Almost seven months have been lost since the Request for Qualification (RFQ) tender was issued. The entire process needs to start afresh in the project, which includes two container terminals in the outer harbour, including the dredging and construction of a breakwater at the port. The project was conceived for VOC port to become a major container transshipment hub and to compete for box traffic with neighbouring Colombo.
In February, the project was kicked off decade after inception with Prime Minister Narendra Modi laying the foundation stone.
A source in Thoothukudi said prominent terminal operators have not applied because some of them considered that the total project cost may be a higher than what was projected.
Jagannarayan Padmanabhan, Senior Director and Global Head of Transport, Logistics and Mobility, CRISIL, says that developers seek balanced risk-sharing and realistic returns when bidding on infrastructure projects. It’s crucial that critical project parameters closely reflect actual conditions to make the project feasible and attractive.
When expected returns fall short, mechanisms like VGF, extended concession periods, or a moratorium on royalty payments can serve as “sweeteners.” These adjustments help align the risk-reward balance, making the project more financially viable and encouraging developer participation.
VGF provides a one-time grant to support projects with high capital expenditure, while a longer concession period allows developers more time to recoup their investment. A moratorium on royalty payments can ease initial financial burdens, enhancing project attractiveness and sustainability in the long term, he said.
The VGF support was ₹1,950 crore with the Centre’s contribution being 20 per cent and 6.64 per cent from the sponsoring authority, according to sources.
Ennarasu Karunesan, a global maritime expert and International Association of Ports and Harbours’ Regional Head for India, sys that it is time for VOC Port to explore partnerships with global port operators. “VOC Port needs to walk the talk,” he said.
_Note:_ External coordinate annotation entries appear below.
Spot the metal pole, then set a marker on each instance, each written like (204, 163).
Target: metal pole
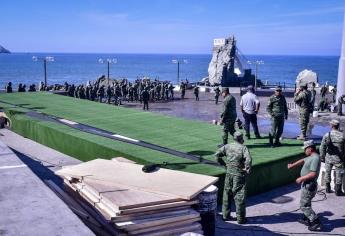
(45, 72)
(341, 70)
(178, 72)
(256, 73)
(108, 70)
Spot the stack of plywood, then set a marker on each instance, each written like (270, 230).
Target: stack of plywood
(139, 203)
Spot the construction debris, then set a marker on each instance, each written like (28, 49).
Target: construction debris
(136, 203)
VOC port possesses all the essential parameters of a successful transhipment hub. These include a robust EXIM cargo base, excellent connectivity via road, rail, coastal, and air routes, an established cargo flow system for South India, and a vast container ecosystem comprising Container Freight Stations landmass and with an Unique Viability Gap Funding (VGF) proposition.
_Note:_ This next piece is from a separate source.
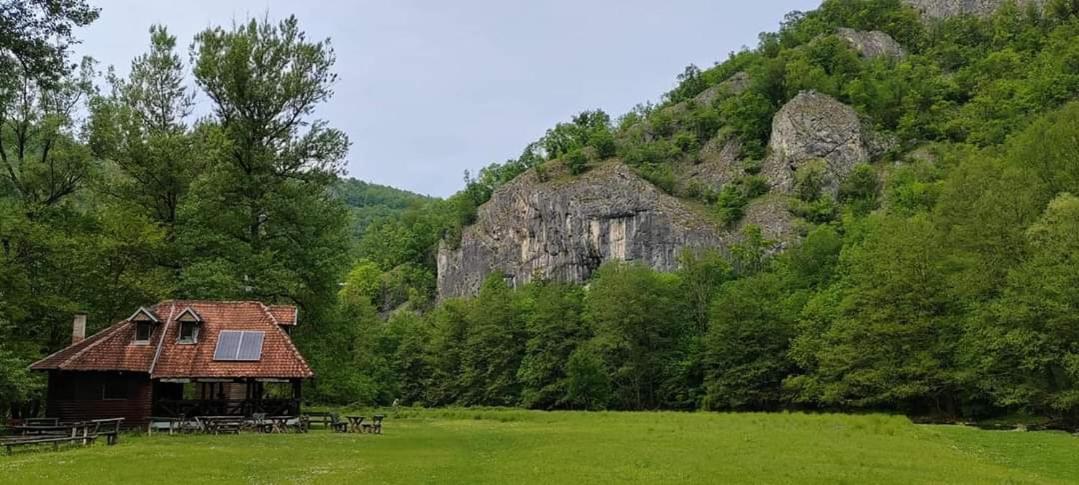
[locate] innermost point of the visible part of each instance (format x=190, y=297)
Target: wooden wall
x=78, y=396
The port’s emergence as a Green Energy Hub, leveraging abundant renewable energy sources, adds significant value. To capitalise on these strengths, Karunesan recommends that the port collaborate seamlessly with international players to secure a suitable partner. By doing so, the port can overcome current challenges and unlock its full potential, solidifying its position as a key player in India’s maritime landscape, he added.
Considering that mega projects like green hydrogen are proposed at Thoothukudi, the project should have flexibility to add future terminals and handle multipurpose clean cargo, said a source in Thoothukudi.